All larvae followed the same pattern of activity in the dark-light-dark cycle: a stabilization of activity during the first dark period, a slight increase during lights on, and then a sharp increase immediately after the lights went off. This activity stabilized over the course of ten minutes to levels similar to those in the first dark phase. However, PAH contamination did significantly affect behavior: exposed fish swam faster and over longer distances. In addition, the researchers found that environmental concentrations of PAH delayed hatching, increased developmental abnormalities, and altered DNA.

Effect of psychiatric drug residues

In 2014 the same researchers investigated the effects of often used psychotropic drugs, such as fluoxetine and oxazepam. As these pharmaceuticals are used more and more to treat humans, environmental levels also increase. Similar to the previous study, several tests were conducted investigating drug effect on Japanese medaka behavior. Locomotion was assessed in a slightly different protocol, this time using a 10 min dark – 10 min light – 10 min dark – 10 min light cycle. In addition to the activity parameters used previously, now time spent in the peripheral zone was also taken into account. The different drugs had different effects during the light period, with oxazepam inducing hyperactivity, while fluoxetine induced hypo-activity. Almost all drugs tested induced larvae to spend more time in the periphery; in rodents this is commonly referred to as thigmotaxis. However, these effects were only noticeable in moderate to high concentrations (relative to normal environmental concentrations in rivers and sewages).

Hypo-activity due to BaA

This year a study was published testing the effects of another PAH, the carcinogenic environmental pollutant BaA, on 2 dph medaka larvae. At a low concentration, BaA was found to induce developmental defects, DNA damage, and behavioral disturbances in medaka larvae. Using a similar dark-light cycle to the locomotor experiment in 2014, the 2015 study demonstrated that exposure to the PAH BaA strongly decreased activity in medaka larvae.

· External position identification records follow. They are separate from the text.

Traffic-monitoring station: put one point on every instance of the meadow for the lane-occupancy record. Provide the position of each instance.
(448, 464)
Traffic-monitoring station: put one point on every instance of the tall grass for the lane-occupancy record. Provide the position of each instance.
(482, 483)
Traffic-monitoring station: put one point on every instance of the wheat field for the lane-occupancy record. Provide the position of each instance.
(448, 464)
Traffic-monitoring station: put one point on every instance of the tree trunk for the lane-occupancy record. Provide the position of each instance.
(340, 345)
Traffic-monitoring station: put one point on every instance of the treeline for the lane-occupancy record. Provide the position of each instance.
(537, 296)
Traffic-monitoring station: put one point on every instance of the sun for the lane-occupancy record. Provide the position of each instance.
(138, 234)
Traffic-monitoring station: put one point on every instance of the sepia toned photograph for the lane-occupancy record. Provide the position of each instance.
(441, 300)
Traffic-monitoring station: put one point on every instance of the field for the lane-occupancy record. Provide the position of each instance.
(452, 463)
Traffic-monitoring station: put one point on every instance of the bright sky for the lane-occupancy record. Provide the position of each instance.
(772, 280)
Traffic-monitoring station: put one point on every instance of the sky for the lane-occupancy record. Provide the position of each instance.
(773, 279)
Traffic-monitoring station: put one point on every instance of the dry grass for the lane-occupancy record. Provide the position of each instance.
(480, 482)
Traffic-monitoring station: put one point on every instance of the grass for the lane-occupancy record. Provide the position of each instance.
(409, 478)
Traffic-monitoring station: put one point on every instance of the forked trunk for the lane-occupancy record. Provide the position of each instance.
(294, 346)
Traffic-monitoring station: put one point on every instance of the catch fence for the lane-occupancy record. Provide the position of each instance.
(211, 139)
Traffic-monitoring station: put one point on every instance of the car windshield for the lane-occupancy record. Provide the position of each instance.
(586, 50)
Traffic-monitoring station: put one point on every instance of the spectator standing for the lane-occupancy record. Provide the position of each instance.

Taken together, these 3 studies indicate that environmental pollutants and psychiatric drug residues can have severe impact on the development and behavior of Japanese medaka larvae, which can present a risk to wild fish species in urban or industrial areas.

References

  • Le Bihanic, F.; Clérandeau, C.; Le Menach, K.; Morin, B.; Budzinski, H.; Cousin, X.; Cachot, J. (2013). Developmental toxicity of PAH mixtures in fish early life stages. Part II: adverse effects in Japanese medaka. Environmental Science and Pollution Research21(24), 13732-43.
  • Chiffre, A.; Clérandeau, C.; Dwoinikoff, C.; Le Bihanic, F.; Budzinski, H.; Geret, F.; Cachot, J. (2014). Psychotropic drugs in mixtures alter swimming behavior of Japanese medaka (Oryzias latipes) larvae above environmental concentrations. Environmental Science and Pollution Research, doi:10.1007/s11356-01-3477-4.
  • Le Bihanic, F.; Sommard, V.; Perrine, L. de; Pichon, A.; Grasset, J.; Berrada, S.; Budzinski, H.; Cousin, X.; Morin, B.; Cachot, J. (2015). Environmental concentrations of benz[a]anthracene induce developmental defects and DNS damage and impair photomotor response in Japanese medaka larvae. Ecotoxicology and Environmental Safety113, 321-328.